Too many things happening, and yet at the same time hard to quantify whether any of the tail chasing is achieving anything at all. Hopefully this resonates with somebody. Otherwise can someone tell me what I´m doing wrong.
I went to an intesting workshop last weekend on autism, hyperactivity and the over-pathologisation of children. Which was interesting both from a professional perspective and also from a new point of view as parent of a child who certain professionals are desperate to pin labels to.
We walked away from the “psicopedagoga” (ed psych type – one of the fore-mentioned professionals), for a range of reasons related to effectiveness and ethics. But we have found and fallen in love with the town´s music therapist who is completely bonkers in all the right ways and Danny adores him. He thinks that the child doesn´t need any labels. I said, good, now help me tell that to the school.
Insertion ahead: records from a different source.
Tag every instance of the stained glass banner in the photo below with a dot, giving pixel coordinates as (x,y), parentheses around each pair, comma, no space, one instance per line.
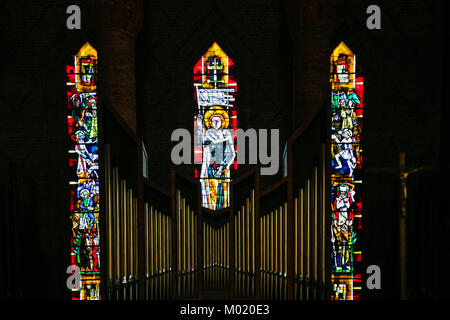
(346,166)
(84,165)
(215,126)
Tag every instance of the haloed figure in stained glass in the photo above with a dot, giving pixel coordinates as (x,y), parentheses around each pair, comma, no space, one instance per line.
(218,155)
(346,143)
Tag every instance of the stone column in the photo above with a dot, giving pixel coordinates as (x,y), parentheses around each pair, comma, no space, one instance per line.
(312,29)
(117,25)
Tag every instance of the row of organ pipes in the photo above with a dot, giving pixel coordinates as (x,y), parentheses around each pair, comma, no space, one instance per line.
(309,238)
(158,258)
(244,234)
(274,254)
(187,249)
(309,258)
(121,208)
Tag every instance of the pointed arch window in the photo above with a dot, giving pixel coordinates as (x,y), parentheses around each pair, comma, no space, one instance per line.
(215,124)
(84,171)
(346,166)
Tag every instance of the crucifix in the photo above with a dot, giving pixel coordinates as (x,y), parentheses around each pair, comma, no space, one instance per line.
(403,171)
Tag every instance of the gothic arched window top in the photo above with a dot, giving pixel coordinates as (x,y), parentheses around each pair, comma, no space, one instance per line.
(215,126)
(346,175)
(84,176)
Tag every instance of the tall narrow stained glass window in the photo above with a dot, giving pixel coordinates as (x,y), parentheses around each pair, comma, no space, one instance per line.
(346,164)
(83,163)
(215,126)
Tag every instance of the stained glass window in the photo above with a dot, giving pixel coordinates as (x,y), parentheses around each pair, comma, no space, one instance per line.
(346,164)
(215,126)
(84,175)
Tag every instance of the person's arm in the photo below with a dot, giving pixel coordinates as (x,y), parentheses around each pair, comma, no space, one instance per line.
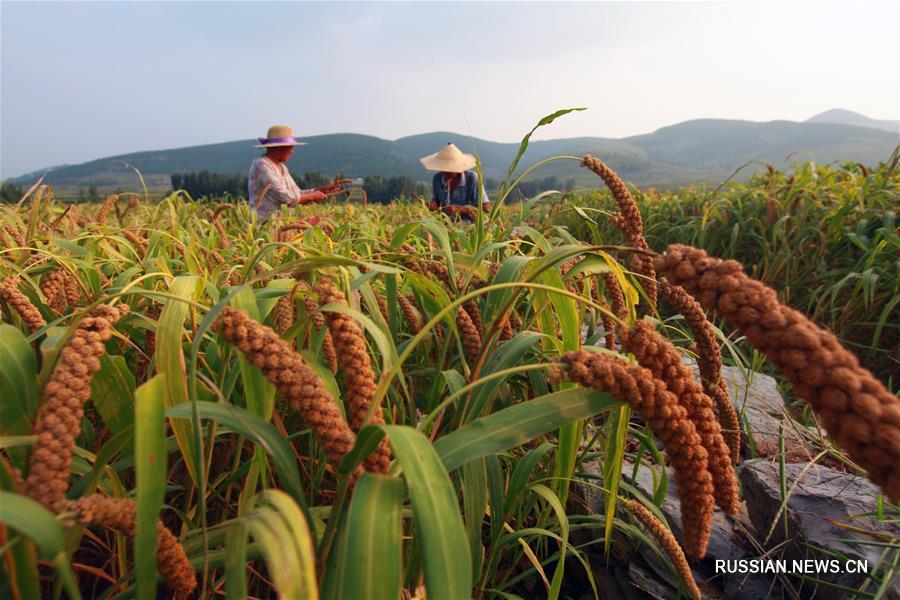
(311,196)
(278,191)
(485,201)
(437,183)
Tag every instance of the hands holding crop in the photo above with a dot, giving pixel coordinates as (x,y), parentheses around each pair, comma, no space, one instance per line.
(312,197)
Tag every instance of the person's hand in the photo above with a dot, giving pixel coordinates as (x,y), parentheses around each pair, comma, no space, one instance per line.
(329,188)
(311,197)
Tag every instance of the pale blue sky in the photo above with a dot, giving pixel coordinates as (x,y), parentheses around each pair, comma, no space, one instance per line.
(81,81)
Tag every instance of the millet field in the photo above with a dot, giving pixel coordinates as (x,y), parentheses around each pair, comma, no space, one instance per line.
(395,404)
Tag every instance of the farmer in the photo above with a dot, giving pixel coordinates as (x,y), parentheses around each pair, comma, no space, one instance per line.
(270,183)
(456,184)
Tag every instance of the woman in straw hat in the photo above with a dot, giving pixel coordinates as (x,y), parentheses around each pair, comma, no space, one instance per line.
(456,183)
(270,183)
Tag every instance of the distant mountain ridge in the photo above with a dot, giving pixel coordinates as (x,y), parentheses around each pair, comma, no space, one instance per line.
(848,117)
(692,151)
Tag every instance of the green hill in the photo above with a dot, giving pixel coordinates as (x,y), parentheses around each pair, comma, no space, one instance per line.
(693,151)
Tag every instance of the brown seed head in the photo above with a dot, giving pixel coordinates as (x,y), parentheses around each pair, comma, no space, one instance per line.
(709,360)
(19,302)
(410,315)
(660,357)
(287,371)
(58,421)
(856,408)
(105,208)
(469,336)
(359,378)
(659,408)
(668,543)
(120,515)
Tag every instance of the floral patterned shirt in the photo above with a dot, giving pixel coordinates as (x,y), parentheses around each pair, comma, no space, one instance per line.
(271,185)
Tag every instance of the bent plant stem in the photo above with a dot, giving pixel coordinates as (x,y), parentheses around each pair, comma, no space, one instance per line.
(388,377)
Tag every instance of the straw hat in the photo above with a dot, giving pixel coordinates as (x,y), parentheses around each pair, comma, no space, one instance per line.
(448,159)
(279,135)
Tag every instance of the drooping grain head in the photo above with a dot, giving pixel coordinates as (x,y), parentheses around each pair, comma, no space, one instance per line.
(58,421)
(20,303)
(287,371)
(120,514)
(358,376)
(856,408)
(659,408)
(660,357)
(668,543)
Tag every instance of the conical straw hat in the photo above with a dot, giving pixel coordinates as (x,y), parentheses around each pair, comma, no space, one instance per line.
(448,159)
(279,135)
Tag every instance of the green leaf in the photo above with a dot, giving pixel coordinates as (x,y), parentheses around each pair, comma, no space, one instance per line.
(523,145)
(236,561)
(367,562)
(475,496)
(18,387)
(554,502)
(259,394)
(170,362)
(518,424)
(507,356)
(86,484)
(282,532)
(23,572)
(37,523)
(440,533)
(150,455)
(112,392)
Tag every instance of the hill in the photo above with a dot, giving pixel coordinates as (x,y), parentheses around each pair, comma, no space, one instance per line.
(848,117)
(692,151)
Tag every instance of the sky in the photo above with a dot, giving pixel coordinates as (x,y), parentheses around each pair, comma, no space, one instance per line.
(80,81)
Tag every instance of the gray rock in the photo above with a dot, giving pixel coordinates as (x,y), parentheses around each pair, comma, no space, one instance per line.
(726,542)
(760,406)
(825,520)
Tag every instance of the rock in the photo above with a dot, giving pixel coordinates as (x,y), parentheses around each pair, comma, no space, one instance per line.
(726,543)
(825,520)
(648,584)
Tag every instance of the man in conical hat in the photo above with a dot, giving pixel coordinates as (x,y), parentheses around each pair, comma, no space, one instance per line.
(270,183)
(456,183)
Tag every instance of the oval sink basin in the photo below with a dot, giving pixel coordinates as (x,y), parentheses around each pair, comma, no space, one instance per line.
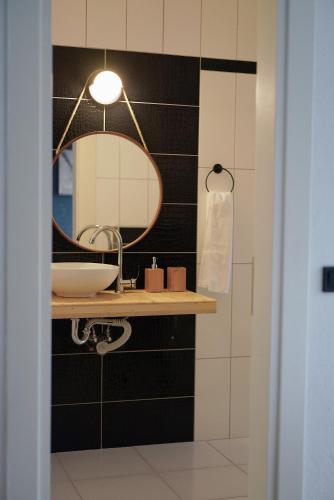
(81,279)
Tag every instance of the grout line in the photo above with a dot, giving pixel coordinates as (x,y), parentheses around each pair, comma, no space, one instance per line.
(225,456)
(135,102)
(126,25)
(191,204)
(163,104)
(129,352)
(101,408)
(123,401)
(163,27)
(86,24)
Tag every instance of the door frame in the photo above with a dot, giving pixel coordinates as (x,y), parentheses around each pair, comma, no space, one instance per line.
(282,248)
(26,101)
(284,168)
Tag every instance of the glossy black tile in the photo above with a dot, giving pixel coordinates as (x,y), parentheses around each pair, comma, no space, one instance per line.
(166,129)
(147,422)
(161,332)
(76,378)
(88,118)
(139,261)
(157,77)
(62,342)
(162,374)
(174,231)
(229,66)
(179,177)
(76,427)
(71,68)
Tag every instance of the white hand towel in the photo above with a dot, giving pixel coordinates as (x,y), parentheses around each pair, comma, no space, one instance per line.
(216,260)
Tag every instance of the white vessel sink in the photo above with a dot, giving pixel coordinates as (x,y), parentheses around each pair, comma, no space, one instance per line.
(81,279)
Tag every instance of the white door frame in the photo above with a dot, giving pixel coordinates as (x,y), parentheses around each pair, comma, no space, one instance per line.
(26,67)
(283,194)
(283,197)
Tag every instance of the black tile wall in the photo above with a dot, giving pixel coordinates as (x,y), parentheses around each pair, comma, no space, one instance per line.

Teen and baby took themselves off on the bus to Cordoba for the day on Saturday, meeting up with boyfriend on route. Various professionals thought that the whole thing was most irresponsible and told her so, although no-one has said anything to me yet. I thought it was brilliant that she had the confidence to organise an adventure and see it through. Between this and a few things happening at Scouts (health and safety with the accompanying culture of litigation have recently docked in Argentina and everyone´s getting a bit hysterical) I have been thinking about the vital contribution that learning to take risks makes to children´s growth and education. What happens to a society after a whole generation of children have had their sense of adventure reduced to multi-choice bean-bag races? Well, the UK is probably about to find out, and sadly it looks like Argentina may not be too far behind.
And now it´s Monday again. I have achieved cleaning the house. Now I need to get my head around what the rest of the week holds. But before that, it appears to be time to collect the kids from school already. How did that happen?